Dal 25 Gennaio 2015 Kobane è stata liberata dalla minaccia dell’Isis, dopo 134 giorni di battaglie incessanti, durante i quali Ypg (unità di protezione del popolo curdo formata da uomini e donne) e Ypj (unità di protezione del popolo curdo formata solo da donne) hanno combattuto duramente riconquistando metro dopo metro la propria terra.
Centinaia di profughi sono stati accolti nelle zone limitrofe e sostentati dal popolo curdo, mentre la Turchia ha reso ostico ogni tentativo di raggiungere i campi profughi per portare aiuti umanitari e militari.
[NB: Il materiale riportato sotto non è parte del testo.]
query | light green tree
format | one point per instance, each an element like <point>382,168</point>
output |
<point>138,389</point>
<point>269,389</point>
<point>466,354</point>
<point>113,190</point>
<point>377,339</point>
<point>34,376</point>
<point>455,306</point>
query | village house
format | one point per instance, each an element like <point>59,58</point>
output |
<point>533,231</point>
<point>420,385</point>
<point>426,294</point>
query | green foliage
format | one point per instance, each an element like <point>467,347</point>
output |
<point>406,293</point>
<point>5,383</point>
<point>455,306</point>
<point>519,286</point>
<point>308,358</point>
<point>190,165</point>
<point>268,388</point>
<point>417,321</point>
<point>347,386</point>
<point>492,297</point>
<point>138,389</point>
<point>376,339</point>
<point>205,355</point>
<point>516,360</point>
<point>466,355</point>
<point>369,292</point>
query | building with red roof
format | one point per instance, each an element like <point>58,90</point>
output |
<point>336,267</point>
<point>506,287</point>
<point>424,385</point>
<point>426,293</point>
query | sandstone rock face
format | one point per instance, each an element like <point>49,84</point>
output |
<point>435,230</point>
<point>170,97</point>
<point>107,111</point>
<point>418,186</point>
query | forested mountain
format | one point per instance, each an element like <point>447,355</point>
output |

Per questo è nata una staffetta internazionale di aiuti per il popolo curdo, il Rojava calling (Comunità Rojava Calling), da cui è poi scaturito un libro, “Kobane, diario di una resistenza” (edizione Alegre), una raccolta di testimonianze in forma di diario degli italiani che come volontari si sono recati sul fronte di guerra per apportare il proprio supporto. Il libro contiene decine di racconti di esperienze vissute sul confine turco-siriano ed è introdotto da una prefazione di Zerocalcare, anche lui partito volontario per dare il suo aiuto.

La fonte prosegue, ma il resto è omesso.